8. Question: Could you explain the lessons inherent in the statement “You can’t unteach an old dog old tricks”?

Jim Loehr:
We’ve learned at the Institute that it is much easier to learn something new than to stop something that is dysfunctional. Trying not to do something can be devilishly challenging. Human beings are much more likely to find success in trying to do something positive than to resist doing something negative.


9. Question: You provide detailed guidelines on how to write our “New Story”. Why is it so important to be clear on what the purpose of our life is, what you also describe as what we would like the words to be on our tombstone?

Jim Loehr:
The most important part of everyone’s story is purpose. It is truly the epicenter of everyone’s life. Without a clear understanding of what the destination is, it’s next to impossible to determine whether or not the story you are working on will work. The objective is to align the many stories that we have with our ultimate mission, and when that occurs it truly is liberating.
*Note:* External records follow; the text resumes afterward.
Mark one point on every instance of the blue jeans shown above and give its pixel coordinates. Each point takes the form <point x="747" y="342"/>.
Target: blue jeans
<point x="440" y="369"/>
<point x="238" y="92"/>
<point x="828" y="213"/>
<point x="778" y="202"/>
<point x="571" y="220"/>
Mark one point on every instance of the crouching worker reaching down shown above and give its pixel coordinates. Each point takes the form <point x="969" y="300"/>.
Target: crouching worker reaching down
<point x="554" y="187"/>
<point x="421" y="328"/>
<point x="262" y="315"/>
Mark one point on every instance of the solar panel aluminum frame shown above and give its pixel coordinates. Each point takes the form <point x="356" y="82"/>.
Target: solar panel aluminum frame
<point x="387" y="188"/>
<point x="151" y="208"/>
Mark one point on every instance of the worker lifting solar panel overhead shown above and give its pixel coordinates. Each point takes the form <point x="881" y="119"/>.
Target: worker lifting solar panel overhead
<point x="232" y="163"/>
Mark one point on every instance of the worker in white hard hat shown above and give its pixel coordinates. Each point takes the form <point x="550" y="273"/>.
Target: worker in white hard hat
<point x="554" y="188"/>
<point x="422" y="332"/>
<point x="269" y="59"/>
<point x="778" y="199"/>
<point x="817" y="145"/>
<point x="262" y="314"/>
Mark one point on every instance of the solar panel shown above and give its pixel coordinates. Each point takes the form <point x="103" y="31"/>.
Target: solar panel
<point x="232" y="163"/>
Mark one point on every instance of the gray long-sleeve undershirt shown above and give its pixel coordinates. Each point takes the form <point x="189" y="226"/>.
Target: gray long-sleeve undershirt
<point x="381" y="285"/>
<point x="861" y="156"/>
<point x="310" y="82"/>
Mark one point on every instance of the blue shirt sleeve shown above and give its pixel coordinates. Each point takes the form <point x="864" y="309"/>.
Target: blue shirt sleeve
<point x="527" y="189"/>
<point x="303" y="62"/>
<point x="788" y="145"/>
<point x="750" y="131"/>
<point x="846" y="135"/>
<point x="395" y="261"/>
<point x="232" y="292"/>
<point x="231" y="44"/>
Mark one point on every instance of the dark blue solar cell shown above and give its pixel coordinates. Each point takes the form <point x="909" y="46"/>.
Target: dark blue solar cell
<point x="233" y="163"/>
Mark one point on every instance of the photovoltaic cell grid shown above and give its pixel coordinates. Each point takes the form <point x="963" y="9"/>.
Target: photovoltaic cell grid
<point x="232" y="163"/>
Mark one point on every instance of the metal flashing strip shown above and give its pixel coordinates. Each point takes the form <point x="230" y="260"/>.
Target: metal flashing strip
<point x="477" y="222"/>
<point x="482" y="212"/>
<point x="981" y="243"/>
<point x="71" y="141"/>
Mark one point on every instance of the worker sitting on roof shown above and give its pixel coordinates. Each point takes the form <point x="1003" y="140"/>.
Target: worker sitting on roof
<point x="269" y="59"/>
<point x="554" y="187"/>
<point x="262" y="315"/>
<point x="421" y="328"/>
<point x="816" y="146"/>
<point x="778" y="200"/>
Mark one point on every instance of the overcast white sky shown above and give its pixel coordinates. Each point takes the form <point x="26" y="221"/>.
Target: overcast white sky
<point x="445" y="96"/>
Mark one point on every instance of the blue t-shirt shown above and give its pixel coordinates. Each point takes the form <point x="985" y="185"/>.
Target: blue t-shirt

10. Question: You also advise that when we are writing our story, we should start sentences with “The truth is…”. Why?

Jim Loehr:
One of the most important ingredients in a functional story is that it is grounded in reality. For our new story to work, it must be a documentary, not a work of fiction. Every new story should start with “the truth is” to honestly detail what is a real consequence of continuing to invest in your old story. The consequence could be the loss of one’s health, one’s marriage, a shallow relationship with one’s children and so forth. Every great story is grounded in truth, reflects one’s deepest principles and values (one’s purpose) and inspires one to make changes.


11. Question: You say that one’s inner voice is the master storyteller, and that we need to consciously work to ensure our public and private voices are aligned with each other. Could you explain this?

Jim Loehr:
Aligning one’s private voice with one’s public voice is the basis for authenticity. The end result is sincerity and genuineness. All too often our public voice crafts a message that is socially acceptable and appears to be consistent with whatever mission we are on but the private voice can completely undermine any progress that might be made. When one’s public voice and private voice are completely aligned with the mission at hand a powerful sense of alignment and congruence are inevitably experienced. That is what’s meant by one’s power being breathtaking and nuclear.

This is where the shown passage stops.